Brandi gently pushed Candace away from her locker so she could spin the lock. She swung the dented door open with a metallic yawn and tossed her book bag inside. Her friends watched her every move, equal parts fascinated and disturbed.
“Did you even study?” asked Candace.
“For the test?” said Brandi.
“Um, yes. The test. Which is huge. Which is potentially life-destroying if you don’t pass it,” said Candace with a grimace, her eyes darting to Lacy for confirmation that she had struck the appropriate panicked pitch.

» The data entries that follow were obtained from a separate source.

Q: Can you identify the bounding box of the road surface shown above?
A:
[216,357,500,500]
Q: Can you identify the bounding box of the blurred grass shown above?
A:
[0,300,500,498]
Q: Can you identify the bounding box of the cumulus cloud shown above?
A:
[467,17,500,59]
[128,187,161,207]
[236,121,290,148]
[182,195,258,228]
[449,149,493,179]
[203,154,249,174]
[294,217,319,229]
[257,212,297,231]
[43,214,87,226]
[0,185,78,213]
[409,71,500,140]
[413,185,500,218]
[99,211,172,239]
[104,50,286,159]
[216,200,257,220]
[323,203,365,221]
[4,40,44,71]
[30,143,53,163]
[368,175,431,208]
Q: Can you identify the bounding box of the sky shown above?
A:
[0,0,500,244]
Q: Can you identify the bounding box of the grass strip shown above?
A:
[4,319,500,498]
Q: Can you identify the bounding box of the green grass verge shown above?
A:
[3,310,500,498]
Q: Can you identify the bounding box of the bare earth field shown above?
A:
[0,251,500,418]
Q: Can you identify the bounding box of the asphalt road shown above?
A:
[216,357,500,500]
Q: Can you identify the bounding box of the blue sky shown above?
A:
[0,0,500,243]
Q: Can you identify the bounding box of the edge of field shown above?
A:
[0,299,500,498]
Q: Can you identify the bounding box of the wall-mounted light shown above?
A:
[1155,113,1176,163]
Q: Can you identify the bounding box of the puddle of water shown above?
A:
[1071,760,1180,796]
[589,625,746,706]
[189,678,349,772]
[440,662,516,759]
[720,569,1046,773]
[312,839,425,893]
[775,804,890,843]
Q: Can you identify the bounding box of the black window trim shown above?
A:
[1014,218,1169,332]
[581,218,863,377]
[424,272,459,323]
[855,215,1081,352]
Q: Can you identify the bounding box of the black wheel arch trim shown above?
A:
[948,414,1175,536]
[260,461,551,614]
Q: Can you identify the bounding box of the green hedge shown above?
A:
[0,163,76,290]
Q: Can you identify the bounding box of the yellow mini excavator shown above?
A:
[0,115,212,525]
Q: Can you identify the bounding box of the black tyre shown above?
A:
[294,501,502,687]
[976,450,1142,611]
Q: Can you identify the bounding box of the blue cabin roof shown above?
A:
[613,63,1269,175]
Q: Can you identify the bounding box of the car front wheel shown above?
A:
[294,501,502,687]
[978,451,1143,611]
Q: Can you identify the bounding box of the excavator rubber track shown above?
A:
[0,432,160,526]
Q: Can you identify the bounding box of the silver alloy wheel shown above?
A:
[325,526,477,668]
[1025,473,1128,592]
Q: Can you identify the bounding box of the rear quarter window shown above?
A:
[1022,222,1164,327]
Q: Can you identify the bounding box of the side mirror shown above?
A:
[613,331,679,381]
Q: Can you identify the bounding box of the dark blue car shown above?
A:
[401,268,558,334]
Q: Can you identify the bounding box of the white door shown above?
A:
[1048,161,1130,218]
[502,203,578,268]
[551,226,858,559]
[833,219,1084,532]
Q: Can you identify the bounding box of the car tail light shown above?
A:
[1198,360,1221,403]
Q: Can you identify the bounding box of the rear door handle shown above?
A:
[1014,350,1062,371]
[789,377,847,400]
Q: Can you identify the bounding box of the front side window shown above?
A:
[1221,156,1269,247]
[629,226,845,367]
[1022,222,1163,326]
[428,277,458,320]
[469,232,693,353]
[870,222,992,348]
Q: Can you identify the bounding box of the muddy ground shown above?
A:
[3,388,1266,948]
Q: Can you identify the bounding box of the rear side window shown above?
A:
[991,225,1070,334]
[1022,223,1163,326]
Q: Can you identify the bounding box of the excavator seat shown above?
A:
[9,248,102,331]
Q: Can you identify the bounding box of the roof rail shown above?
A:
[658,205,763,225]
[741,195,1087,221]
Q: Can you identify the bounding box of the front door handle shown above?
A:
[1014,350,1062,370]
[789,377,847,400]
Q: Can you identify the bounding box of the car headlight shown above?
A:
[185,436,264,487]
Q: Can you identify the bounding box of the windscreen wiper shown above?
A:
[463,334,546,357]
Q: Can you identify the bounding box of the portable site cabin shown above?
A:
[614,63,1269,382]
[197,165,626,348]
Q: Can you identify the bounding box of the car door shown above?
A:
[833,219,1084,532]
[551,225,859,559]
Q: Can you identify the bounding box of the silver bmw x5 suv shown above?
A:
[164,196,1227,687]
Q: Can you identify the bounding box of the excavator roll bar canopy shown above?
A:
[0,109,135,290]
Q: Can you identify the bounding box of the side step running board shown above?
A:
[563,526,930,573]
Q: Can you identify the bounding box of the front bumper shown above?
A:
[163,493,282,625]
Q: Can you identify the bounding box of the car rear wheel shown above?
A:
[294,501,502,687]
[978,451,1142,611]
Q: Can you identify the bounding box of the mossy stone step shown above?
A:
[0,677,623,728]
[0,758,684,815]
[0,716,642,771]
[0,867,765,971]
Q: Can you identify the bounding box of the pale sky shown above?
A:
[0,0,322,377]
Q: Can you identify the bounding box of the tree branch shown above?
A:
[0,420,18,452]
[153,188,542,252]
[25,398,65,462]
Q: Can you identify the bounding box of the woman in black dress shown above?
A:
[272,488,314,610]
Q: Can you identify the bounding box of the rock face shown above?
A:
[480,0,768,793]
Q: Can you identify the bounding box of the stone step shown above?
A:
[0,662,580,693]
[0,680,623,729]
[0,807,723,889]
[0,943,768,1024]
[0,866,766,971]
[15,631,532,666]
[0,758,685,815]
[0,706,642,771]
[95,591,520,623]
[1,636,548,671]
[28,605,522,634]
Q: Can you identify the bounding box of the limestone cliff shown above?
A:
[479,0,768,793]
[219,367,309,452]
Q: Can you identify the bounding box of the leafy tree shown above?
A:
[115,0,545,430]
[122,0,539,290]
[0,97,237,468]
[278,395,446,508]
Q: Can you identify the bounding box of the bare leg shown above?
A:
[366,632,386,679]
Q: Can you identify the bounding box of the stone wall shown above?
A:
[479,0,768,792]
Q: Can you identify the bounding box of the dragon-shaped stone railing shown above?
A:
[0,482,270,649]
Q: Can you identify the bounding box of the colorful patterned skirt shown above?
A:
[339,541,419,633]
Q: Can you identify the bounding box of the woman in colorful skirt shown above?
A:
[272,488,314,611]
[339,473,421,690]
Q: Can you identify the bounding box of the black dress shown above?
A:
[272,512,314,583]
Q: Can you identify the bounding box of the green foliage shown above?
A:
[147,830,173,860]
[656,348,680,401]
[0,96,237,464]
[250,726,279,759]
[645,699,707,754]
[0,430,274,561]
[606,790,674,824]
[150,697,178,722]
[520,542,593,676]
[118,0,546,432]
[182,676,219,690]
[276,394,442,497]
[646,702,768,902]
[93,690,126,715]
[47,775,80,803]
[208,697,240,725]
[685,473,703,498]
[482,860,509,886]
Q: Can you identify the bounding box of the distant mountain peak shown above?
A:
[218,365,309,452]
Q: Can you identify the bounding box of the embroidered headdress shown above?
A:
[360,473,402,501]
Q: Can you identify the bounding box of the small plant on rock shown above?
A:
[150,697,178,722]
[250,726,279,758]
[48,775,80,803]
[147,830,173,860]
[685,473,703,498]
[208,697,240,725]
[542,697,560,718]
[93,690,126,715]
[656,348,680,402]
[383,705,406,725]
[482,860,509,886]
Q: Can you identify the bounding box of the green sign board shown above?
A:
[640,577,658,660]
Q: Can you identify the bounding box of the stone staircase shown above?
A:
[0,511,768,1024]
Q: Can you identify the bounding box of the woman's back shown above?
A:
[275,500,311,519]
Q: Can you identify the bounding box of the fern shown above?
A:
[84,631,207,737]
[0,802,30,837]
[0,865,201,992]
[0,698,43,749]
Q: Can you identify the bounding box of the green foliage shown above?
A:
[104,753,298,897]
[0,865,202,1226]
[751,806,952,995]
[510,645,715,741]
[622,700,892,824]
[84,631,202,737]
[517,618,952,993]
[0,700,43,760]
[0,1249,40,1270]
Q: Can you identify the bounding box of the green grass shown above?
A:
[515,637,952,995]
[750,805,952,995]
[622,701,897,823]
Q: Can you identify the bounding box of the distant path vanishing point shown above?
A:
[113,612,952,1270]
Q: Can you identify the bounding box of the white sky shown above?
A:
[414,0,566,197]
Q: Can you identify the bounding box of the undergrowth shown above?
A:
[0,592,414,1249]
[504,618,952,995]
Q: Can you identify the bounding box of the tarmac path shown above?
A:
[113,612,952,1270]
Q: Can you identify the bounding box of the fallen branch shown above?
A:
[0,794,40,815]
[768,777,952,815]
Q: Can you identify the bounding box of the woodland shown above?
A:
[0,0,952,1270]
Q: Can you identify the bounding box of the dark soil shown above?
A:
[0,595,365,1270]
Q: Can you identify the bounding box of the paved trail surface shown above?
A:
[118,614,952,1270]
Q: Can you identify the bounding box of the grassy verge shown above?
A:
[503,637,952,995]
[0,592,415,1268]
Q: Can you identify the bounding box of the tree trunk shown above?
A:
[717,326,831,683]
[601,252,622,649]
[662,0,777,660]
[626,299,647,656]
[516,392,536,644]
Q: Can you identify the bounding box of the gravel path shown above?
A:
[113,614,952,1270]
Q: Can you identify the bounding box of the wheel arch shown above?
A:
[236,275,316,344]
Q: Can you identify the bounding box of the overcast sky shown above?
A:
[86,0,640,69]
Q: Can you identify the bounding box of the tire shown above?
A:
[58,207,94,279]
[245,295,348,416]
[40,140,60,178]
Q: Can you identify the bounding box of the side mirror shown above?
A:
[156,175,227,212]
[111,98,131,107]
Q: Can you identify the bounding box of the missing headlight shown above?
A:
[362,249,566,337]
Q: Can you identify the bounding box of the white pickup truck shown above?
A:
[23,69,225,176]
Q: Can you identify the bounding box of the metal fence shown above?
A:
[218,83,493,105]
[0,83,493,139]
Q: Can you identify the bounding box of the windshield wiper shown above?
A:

Lacy nodded eagerly. “You could have studied with us. You
should
have studied with us if you, you know, care about your future.”
“I was busy.”
“Busy!” Lacy laughed indignantly and leaned against the bank of lockers, her eyes falling once again to her phone and the photo of the cookies: white chocolate chips and macadamia nuts. “It’s obvious which is which, Candace. They’re a totally different color.”
“Okay, sorry. Drama,” said Candace.
The bell for first period rang. Candace and Lacy marched off to their classroom. Brandi dallied a few steps behind them, in no hurry at all.
Candace and Lacy slipped into desks at the front of the room, like they had for every class, every year, for as long as Brandi could remember. She used to sit right beside them, eager to shoot her hand up and answer questions before the teacher even asked them. She liked the smell of chalk dust in the air, and you couldn’t smell it unless you were up close.
Brandi no longer noticed the smell of the chalk. She slid past her friends, who were already bouncing anxiously in their seats, and found an empty seat in the back corner of the class.
Twenty minutes later, Brandi hadn’t even looked at the test. She was staring, instead, at the back of her hand. Counting vaguely blue veins. Imagining rivers of blood coursing underneath her skin. Red blood, blue veins. The contradiction had something to do with oxidation, she remembered. She was thinking of oxidation when Mr. Francisco appeared beside her desk, his arms crossed above his belly.
“Shall we have a conversation after this period?”
“About what?”
“About your unwillingness to participate in my class.”
“No thank you,” Brandi answered, and looked down at her hands again.